Note: As here sum of series is included on should use the result, $1 + 2 + ....... + n = \dfrac{{n(n + 1)}}{2}$, rather than manually calculating the numbers uptil 50, as that could lead to calculation errors.
Alternative method for this question can be
From the function given, we can say that the function is a G.P. where the first term is 1 and the common ratio is x having 51 terms
We know that sum of first n terms of a G.P. when a is the first term and r is the common ratio i.e. ${S_n}$ is given by
${S_n} = \dfrac{{a\left( {{r^n} - 1} \right)}}{{r - 1}}$
$ \Rightarrow f(x) = \dfrac{{1({x^{51}} - 1)}}{{x - 1}}$
$\therefore f(x) = \dfrac{{({x^{51}} - 1)}}{{x - 1}}$
On differentiating with-respect-to x
Using division rule of derivative i.e. $d\left( {\dfrac{u}{v}} \right) = \dfrac{{vdu - udv}}{{{v^2}}}$
\[ \Rightarrow f'(x) = \dfrac{{51{x^{50}}(x - 1) - ({x^{51}} - 1)}}{{{{\left( {x - 1} \right)}^2}}}\]
On Simplifying the brackets, we get,
\[ \Rightarrow f'(x) = \dfrac{{51{x^{51}} - 51{x^{50}} - {x^{51}} + 1}}{{{{\left( {x - 1} \right)}^2}}}\]

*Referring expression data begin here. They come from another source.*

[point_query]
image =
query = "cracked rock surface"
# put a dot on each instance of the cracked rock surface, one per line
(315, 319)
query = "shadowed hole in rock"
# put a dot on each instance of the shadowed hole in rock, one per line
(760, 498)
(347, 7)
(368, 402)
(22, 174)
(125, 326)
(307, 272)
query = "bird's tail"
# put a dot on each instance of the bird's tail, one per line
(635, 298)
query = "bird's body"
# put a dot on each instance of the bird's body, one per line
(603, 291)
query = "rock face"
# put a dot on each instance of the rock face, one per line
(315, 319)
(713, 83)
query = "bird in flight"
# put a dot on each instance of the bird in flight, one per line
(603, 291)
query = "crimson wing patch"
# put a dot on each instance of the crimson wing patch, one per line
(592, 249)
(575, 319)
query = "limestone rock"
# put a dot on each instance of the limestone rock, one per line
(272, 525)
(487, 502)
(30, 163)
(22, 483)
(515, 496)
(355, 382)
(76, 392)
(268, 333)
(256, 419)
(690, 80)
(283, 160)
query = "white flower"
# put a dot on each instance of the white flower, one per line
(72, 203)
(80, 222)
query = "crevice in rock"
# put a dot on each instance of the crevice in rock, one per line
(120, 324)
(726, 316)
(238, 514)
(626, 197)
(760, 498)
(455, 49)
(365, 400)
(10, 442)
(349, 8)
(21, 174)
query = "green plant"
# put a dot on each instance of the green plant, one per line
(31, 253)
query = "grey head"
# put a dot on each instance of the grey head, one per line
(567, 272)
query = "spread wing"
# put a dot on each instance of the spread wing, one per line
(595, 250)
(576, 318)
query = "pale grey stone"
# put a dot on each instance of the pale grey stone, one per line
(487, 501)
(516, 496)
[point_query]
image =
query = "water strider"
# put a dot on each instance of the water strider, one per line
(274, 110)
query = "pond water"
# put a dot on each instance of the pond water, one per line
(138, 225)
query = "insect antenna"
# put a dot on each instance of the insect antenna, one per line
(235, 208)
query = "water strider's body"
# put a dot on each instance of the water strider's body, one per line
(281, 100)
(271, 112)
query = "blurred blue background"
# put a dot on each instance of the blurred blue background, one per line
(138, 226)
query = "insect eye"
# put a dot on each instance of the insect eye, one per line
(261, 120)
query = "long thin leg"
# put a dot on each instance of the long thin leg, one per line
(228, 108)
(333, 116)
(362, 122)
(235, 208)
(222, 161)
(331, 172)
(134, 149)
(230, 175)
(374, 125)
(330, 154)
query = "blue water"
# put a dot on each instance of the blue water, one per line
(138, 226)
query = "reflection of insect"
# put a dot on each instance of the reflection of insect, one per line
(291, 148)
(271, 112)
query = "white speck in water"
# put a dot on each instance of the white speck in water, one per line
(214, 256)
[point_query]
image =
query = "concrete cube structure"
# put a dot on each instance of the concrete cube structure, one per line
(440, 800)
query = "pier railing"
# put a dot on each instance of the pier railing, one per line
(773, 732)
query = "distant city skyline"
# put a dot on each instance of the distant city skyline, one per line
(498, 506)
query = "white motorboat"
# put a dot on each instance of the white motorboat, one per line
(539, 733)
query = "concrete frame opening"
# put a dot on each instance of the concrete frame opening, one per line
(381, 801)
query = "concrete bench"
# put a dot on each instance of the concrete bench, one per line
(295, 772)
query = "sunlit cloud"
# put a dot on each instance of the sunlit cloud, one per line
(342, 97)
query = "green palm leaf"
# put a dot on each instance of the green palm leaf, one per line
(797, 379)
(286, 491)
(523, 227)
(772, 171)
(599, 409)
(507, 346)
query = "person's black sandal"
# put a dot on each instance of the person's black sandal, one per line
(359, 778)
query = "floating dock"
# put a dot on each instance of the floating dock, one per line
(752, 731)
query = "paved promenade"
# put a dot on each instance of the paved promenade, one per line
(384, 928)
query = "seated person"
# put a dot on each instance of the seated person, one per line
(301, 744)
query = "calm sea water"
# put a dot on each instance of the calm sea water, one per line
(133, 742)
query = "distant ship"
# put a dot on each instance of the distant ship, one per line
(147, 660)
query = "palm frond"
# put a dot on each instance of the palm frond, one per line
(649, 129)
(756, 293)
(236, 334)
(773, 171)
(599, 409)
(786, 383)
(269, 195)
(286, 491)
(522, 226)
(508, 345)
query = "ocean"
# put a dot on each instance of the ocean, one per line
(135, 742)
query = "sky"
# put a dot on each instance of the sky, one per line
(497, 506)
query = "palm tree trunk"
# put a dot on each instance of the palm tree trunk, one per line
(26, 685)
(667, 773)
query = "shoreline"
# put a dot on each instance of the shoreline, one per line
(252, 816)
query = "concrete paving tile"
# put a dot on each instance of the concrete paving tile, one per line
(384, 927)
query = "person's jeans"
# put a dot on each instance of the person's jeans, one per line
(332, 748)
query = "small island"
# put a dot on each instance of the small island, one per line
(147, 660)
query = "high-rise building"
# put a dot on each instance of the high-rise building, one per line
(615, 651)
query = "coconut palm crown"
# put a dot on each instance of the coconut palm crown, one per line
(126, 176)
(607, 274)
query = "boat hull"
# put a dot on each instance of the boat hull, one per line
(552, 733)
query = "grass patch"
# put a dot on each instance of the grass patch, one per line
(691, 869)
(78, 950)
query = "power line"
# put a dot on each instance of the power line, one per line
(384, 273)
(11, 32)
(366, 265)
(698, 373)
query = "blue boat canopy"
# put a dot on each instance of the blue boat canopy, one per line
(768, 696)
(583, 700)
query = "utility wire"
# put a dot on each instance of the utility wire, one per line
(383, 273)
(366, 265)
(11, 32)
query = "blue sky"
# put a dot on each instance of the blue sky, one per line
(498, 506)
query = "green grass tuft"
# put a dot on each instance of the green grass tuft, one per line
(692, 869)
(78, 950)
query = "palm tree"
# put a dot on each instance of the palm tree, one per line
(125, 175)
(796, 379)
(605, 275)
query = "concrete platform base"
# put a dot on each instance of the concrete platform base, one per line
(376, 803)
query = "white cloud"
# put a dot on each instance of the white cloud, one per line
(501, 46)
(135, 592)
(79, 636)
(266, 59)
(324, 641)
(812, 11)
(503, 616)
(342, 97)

On Simplifying the like terms, we get,
\[ \Rightarrow f'(x) = \dfrac{{50{x^{51}} - 51{x^{50}} + 1}}{{{{\left( {x - 1} \right)}^2}}}\]
Substituting x=1
The left-hand side is forming indeterminate form i.e. $\dfrac{0}{0}$
Therefore using l’ hospital rule, i.e. differentiating both numerator and denominator, we get,
\[ = \dfrac{{(50)(51){x^{50}} - (51)50{x^{49}}}}{{2\left( {x - 1} \right)}}\]
Now taking \[(51)50{x^{49}}\]common from both terms, we get,
\[ = \dfrac{{(51)50{x^{49}}(x - 1)}}{{2\left( {x - 1} \right)}}\]
On further simplifying substituting x=1,
\[ = \dfrac{{(51)50{{(1)}^{49}}}}{2}\]
\[ = 1275\], which is a similar answer as of the above solution.